Cloud outages can result from a multitude of causes: software bugs, power failures, misconfigurations, resource exhaustion, and data center cooling issues. Cloud providers learn from each incident, accruing knowledge that can assist them in preventing future outages.
But cloud customers must manage the consequences of being cut off from their cloud-based operations in the interim. The longer an outage lasts, the more damage is done. A 2019 report from reinsurance company Guy Carpenter and cyber risk analytics platform CyberCube identifies cloud outages as among the costliest single points of failure likely to impact business.
Can those losses be accurately quantified? What recourse do companies have in recovering them? Are cloud providers vulnerable to lawsuits following outages?
The Cost of a Cloud Outage
Estimates of the cost of a cloud outage vary -- all sorts of variables come into play, from the industry affected to the size of the business:
- Cloud performance optimization company GlobalDots calculates the cost of downtime as $5,600 per minute for the average business.

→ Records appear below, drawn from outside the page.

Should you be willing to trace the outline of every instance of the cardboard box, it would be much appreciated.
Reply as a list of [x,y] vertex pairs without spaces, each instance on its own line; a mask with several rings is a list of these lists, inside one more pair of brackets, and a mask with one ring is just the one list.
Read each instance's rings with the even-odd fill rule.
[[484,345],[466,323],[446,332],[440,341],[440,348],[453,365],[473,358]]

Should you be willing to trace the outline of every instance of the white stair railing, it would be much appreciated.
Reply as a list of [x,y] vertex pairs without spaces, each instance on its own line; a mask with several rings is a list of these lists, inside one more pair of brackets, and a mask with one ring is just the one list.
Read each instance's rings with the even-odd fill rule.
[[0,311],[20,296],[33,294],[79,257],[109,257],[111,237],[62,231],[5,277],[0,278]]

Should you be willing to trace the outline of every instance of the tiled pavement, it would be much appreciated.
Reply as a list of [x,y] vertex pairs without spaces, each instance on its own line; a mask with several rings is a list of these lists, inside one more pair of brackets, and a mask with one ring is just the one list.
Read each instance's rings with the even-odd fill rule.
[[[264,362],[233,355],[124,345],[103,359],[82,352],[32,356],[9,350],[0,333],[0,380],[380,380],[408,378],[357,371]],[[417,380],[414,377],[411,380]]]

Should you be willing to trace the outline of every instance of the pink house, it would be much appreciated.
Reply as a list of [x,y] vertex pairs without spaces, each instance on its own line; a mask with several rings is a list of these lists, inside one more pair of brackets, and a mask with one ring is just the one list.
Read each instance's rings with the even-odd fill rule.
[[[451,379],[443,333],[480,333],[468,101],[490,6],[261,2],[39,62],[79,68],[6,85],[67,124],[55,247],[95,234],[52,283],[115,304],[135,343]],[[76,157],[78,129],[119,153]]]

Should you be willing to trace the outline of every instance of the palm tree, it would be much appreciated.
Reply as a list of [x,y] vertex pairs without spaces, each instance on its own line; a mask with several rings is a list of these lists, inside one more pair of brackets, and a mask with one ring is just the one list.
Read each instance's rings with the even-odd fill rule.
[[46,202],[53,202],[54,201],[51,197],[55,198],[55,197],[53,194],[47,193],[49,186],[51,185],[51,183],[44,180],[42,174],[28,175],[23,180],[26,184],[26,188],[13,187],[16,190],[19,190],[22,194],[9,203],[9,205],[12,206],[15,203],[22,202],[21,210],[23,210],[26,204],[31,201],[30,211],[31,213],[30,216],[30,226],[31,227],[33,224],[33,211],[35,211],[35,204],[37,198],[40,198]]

- Insurer Parametrix estimates that costs can reach up to $9,000 per minute.
- A 2018 Lloyd’s report indicates that losses during a large outage will be concentrated among smaller businesses, which are not as well insured. They would likely assume 63% of the loss burden.
Despite these harrowing statistics, a 2017 report from Veritas estimates that fewer than one-quarter of UK companies have estimated the losses they might sustain during a cloud outage.
Considering that unplanned downtime costs 35% more per minute than planned downtime, according to Forrester research, companies that have not assessed their vulnerabilities are at substantially greater risk.
Determining losses for a specific company during a specific outage is complicated. Companies relying heavily on the cloud will likely suffer more losses than companies with a mix of cloud and on-premises operations. An outage affecting a small segment of cloud-based operations is going to be less expensive than an outage that cripples the entirety of a company’s operations in the cloud. The longer an outage lasts, the more losses will accrue. If the outage is related to a data breach, cloud customers could also face fines -- and other regulatory consequences for failure to do due diligence are likely on the horizon.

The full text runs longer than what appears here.